Technical data: f/4.5, 1/400th sec, ISO 100.


>Day 039 – 02082011


The current wave of warm air we’re currently experiencing in Northern California has contributed to the premature blossom of many plants. The above blue and white bicolor cineraria (Pericallis x hybrida) is a classic example.

The original raw file was processed in Adobe Photoshop CS5.

Technical data: f/5.0, 1/250th sec, ISO 100.

>Day 037 – 02062011


We made our biannual pilgrimage to the Mendocino Coast Botanical Gardens in Fort Bragg, CA, and we couldn’t have picked a better day to visit. The weather was a balmy 70 degrees F with a light ocean breeze. And, as it is usual during our visit, we were greeted with a variety of plants in full bloom.

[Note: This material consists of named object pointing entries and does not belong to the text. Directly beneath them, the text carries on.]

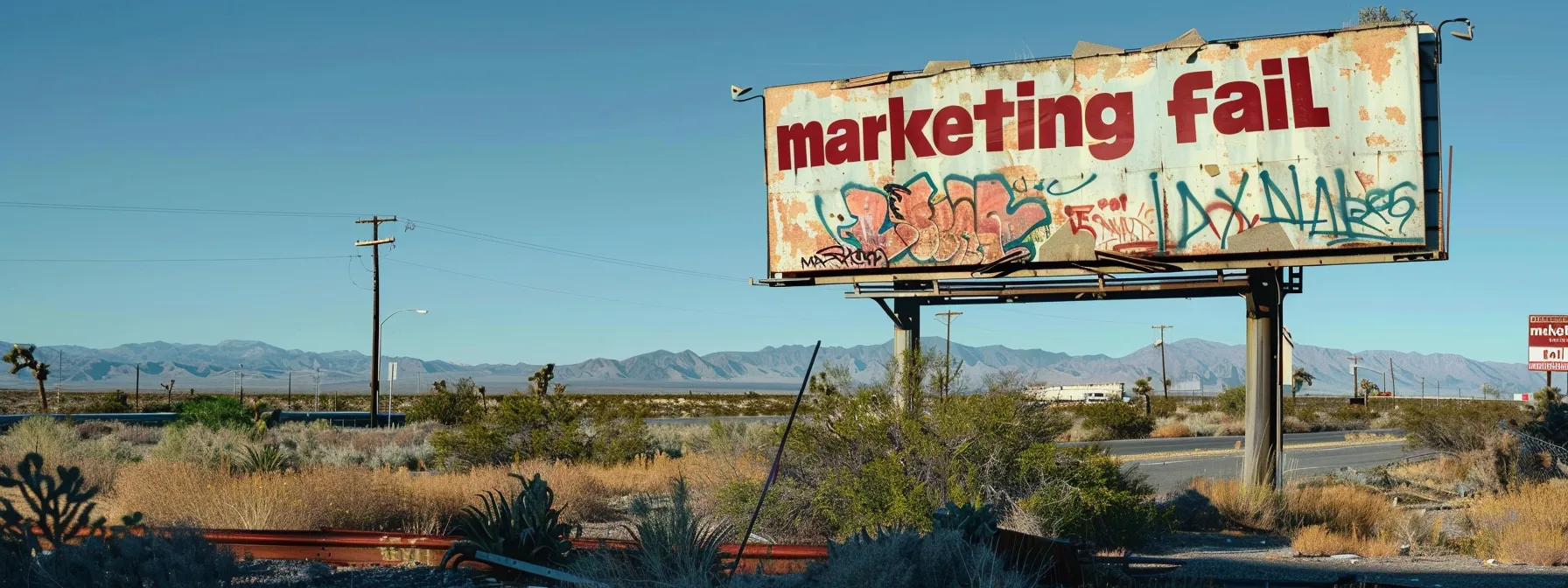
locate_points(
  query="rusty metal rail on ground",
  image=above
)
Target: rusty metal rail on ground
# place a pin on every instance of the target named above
(354, 548)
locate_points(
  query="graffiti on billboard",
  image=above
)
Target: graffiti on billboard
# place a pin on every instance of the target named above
(1286, 144)
(982, 220)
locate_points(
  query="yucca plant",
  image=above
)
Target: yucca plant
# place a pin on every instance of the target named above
(261, 459)
(524, 528)
(675, 544)
(976, 524)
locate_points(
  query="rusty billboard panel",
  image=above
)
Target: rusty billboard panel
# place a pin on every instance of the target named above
(1302, 150)
(1548, 344)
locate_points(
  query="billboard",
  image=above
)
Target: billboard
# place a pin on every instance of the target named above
(1548, 344)
(1297, 150)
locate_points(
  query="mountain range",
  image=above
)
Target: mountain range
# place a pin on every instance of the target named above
(1194, 366)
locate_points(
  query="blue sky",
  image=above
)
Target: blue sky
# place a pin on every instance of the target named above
(606, 129)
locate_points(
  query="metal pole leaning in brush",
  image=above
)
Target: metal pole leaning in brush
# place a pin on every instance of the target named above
(778, 457)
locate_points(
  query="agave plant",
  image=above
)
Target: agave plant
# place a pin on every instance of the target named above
(524, 528)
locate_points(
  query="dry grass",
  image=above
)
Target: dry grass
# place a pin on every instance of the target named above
(1253, 508)
(1528, 526)
(378, 499)
(1344, 510)
(1318, 540)
(1172, 430)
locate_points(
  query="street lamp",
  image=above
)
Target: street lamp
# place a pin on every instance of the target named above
(374, 417)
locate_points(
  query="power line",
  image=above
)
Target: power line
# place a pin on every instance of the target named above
(165, 261)
(174, 211)
(1088, 320)
(570, 253)
(572, 294)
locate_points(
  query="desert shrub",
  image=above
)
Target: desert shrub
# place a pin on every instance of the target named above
(546, 425)
(207, 447)
(1081, 493)
(1340, 508)
(1318, 540)
(1249, 508)
(1116, 421)
(676, 546)
(1233, 402)
(447, 405)
(858, 459)
(526, 526)
(908, 558)
(1355, 416)
(176, 558)
(1452, 425)
(1166, 407)
(1172, 430)
(104, 403)
(1522, 526)
(214, 413)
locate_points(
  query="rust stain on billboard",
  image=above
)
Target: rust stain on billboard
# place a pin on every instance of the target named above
(1150, 154)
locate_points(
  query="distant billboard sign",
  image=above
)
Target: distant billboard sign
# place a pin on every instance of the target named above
(1548, 344)
(1298, 150)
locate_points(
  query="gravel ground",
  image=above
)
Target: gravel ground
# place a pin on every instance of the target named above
(1272, 558)
(316, 574)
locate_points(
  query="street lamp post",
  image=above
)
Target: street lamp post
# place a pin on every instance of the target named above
(375, 419)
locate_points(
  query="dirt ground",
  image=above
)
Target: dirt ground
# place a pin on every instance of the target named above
(1272, 558)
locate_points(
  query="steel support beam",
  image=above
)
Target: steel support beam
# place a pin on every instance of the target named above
(1261, 445)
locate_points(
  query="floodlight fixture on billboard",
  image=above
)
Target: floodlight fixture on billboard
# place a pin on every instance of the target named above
(1548, 344)
(1302, 150)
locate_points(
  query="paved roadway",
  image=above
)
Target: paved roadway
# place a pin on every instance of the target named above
(1170, 474)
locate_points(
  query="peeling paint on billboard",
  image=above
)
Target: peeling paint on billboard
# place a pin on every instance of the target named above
(1239, 150)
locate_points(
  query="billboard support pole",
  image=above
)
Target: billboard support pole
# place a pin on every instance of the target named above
(905, 332)
(1261, 444)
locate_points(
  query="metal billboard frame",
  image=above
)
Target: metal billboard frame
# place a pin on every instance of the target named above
(1437, 201)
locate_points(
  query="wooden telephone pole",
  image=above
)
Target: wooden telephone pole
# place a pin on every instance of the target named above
(375, 306)
(1166, 382)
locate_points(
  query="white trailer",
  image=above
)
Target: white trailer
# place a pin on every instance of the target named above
(1079, 392)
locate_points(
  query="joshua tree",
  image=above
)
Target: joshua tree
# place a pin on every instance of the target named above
(21, 358)
(1298, 378)
(1144, 389)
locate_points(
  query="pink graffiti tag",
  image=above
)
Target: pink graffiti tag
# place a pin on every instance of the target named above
(974, 221)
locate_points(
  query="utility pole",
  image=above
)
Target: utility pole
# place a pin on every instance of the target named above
(1166, 382)
(375, 306)
(1355, 376)
(948, 318)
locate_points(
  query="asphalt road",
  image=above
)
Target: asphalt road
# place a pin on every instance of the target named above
(1170, 474)
(1208, 444)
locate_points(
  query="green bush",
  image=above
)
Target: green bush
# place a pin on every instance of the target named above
(214, 413)
(546, 425)
(445, 405)
(908, 558)
(1116, 421)
(857, 459)
(1233, 400)
(1452, 425)
(1085, 494)
(108, 403)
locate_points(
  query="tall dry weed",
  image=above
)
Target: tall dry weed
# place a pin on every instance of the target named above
(1526, 526)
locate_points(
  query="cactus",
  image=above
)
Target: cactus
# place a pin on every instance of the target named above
(21, 358)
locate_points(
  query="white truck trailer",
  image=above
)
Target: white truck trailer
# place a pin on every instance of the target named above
(1079, 392)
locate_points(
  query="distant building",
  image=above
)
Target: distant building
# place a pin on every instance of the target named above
(1079, 392)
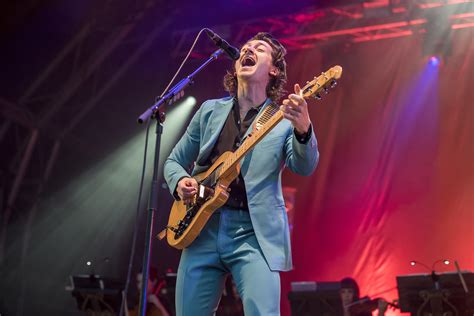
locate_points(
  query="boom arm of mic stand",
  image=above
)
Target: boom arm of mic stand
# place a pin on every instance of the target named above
(153, 198)
(176, 90)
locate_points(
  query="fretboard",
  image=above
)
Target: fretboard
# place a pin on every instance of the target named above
(269, 118)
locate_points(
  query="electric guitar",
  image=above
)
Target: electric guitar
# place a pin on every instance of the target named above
(186, 221)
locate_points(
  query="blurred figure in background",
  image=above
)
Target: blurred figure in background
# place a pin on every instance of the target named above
(353, 305)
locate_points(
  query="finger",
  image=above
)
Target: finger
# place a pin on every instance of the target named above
(297, 99)
(298, 90)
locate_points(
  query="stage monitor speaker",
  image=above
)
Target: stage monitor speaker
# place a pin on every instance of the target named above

I found this calla lily plant (Zantedeschia aethiopica) growing under the shade of a pine tree and almost hidden from view. As I took the photo, this helped me out for two reasons:
1) I use the trunk of the pine tree to steady myself and my camera (I wasn’t carrying my tripod).
2) I deliberately exposed for the white of the flower, which in turn made the background quite dark, helping the flowers to stand out.

The raw file was processed in Adobe Camera Raw where the yellows and greens were enhanced using the Adjustment Brush.

Technical data: spot-metering at f/8.0, 1/125th sec, ISO 100.

>Day 035 – 02042011


A young specimen of snowy egret (Egretta thula) hunting for food at the Santa Rosa Creek reservoir. This bird looked mature enough to be hunting by itself, however it was smaller in size than the other specimens we’ve seen around the reservoir.

Cropping and sharpening of the original raw file were performed in Adobe Camera Raw.

Technical data: f/4.5, 1/250th sec, ISO 100.

>Day 034 – 02032011


Up until today I have only seen closeup photos of ice crystal taken by someone else.

This morning the temperatures dropped to 32 degrees F and we had some areas of light frost. I wanted to capture some of it with my macro lens before the sun came up and melt it away. This is one of the shots I got of a grass blade, where the ice actually shows the crystal formations in sharp detail.

I set my camera to manual setting and I braced my arms against my knees as I crouched down to prevent motion blur because I had no tripod with me.

Technical data: f/5.6, 1/60th sec, ISO 100.

>Day 032 – 02012011


I do not understand the dynamics behind this phenomenon, but I found it fascinating to watch how the water spray formed and flew backwards as the waves crashed before reaching the shore. The ocean was restless because a rainstorm had just passed by this area a few hours before and the wind was gusting.

The photo was taken at a safe distance from the water using a 70-200mm zoom lens extended to its maximum focal length.

Technical data: f/5.6, 1/1250th sec, ISO 100.

>Day 031 – 01312011


Another one of my forays into HDR territory. This photo was taken during out latest hike along the beautiful Sonoma Coast while the rain clouds broke for a while. I do not know who the hiker is, however it caught my attention when I saw him all alone walking on the plain.

Using Adobe Camera Raw, I created six copies of the original raw file, changing the exposure value on each copy and saving them as a 16-bit TIFF. Subsequently I combined all the resulting TIFF in Photomatix Pro and chose the Fusion Enhanced preset. Lastly, the file was processed in Adobe Photoshop CS5 to improve the detail and to add the frame.

Note: I finally had the chance to use my Canon EF 70-200mm f/2.8 L IS USM zoom lens and I absolutely LOVE it! It is a heavy lens, but used on bright light I was able to hand-hold the camera with this lens mounted on it and the Image Stabilization feature did a great job helping to eliminate movement blur.

Technical data: f/8.0, 1/500th sec, ISO 100.